Let $F$ be a field and $a\in F$ and let $m,n$ be coprime positive integers such that. Then $x^{mn}−a$ is irreducible in $F[x]$ if and only if both $x^m−a $ and $x^n−a$ are irreducible in $F[x]$. This is supposed to be a Galois Theory question however I don't see how I can use Galois theory to prove such a result. I mean all I can say is that is that the splitting field of $x^{mn}-a$ is $F(z_n,c)$ where $z$ is a primitive nth root of unity and $c^n=a$ I have no idea how to continue from there any help/solution will be greatly appreciated.
Thanks in advance
This is an exercise on irreducibility, not on splitting fields. If $X^{mn}-a$ is irreducible over $F$, so are $X^{m}-a$ and $X^{n}-a$ because $X^{mn}-a=(X^{m})^n-a=(X^{n})^m-a$.
Conversely, assume $X^{m}-a$ and $X^{n}-a$ irreducible over $F$, and let $\alpha$ be a root of $X^{mn}-a$ in an algebraic closure.
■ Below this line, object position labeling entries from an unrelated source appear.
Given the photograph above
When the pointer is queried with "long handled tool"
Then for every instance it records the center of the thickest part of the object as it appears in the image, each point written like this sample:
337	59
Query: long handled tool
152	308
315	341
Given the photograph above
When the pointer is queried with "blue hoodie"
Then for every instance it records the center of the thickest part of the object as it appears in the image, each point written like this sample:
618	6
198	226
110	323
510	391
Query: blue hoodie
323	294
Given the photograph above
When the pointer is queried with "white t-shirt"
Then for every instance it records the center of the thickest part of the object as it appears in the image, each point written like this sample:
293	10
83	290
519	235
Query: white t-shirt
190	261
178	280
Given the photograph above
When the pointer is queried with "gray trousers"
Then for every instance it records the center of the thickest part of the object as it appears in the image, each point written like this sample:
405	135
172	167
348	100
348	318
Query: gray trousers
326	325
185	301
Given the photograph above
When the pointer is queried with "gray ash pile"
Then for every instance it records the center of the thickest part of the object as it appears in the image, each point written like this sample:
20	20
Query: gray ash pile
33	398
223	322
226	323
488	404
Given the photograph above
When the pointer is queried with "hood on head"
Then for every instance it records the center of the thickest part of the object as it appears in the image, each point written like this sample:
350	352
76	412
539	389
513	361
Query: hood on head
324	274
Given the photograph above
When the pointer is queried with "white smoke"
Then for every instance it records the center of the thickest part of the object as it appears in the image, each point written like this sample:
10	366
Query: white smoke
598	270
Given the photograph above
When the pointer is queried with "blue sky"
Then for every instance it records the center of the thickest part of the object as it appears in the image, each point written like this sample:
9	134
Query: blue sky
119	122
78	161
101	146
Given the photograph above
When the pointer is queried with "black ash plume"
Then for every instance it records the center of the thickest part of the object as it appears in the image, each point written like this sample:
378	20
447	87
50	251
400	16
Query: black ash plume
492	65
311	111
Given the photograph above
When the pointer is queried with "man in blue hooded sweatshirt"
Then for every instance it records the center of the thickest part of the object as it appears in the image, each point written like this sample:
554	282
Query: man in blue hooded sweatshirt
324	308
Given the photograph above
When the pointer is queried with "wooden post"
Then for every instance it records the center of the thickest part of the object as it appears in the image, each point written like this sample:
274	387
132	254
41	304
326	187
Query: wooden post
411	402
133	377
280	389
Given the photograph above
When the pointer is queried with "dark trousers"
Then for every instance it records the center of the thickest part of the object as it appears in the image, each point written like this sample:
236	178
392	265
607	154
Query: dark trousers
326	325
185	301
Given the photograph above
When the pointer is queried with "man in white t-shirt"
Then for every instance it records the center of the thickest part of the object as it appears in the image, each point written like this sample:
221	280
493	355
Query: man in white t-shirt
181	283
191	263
Then $\alpha^m$ is a root of $X^{n}-a$, hence $[F(\alpha ^m) :F]= n$, and similarly $[F(\alpha ^n) :F]= m$. If $m$ and $n$ are coprime, a classical result on the multiplicativity of degrees in towers ensures that $[F(\alpha ^m, \alpha ^n):F]= mn$. But by Bezout's theorem, there exist integers $r, s$ s.t. $rm+sn=1$, so that $\alpha = \alpha^{rm} \alpha^{sn}$, and $F(\alpha ^m, \alpha ^n)=F(\alpha)$. Hence the degree of $\alpha$ over $F$ is $mn$, and $X^{mn}-a$ must be irreducible over $F$.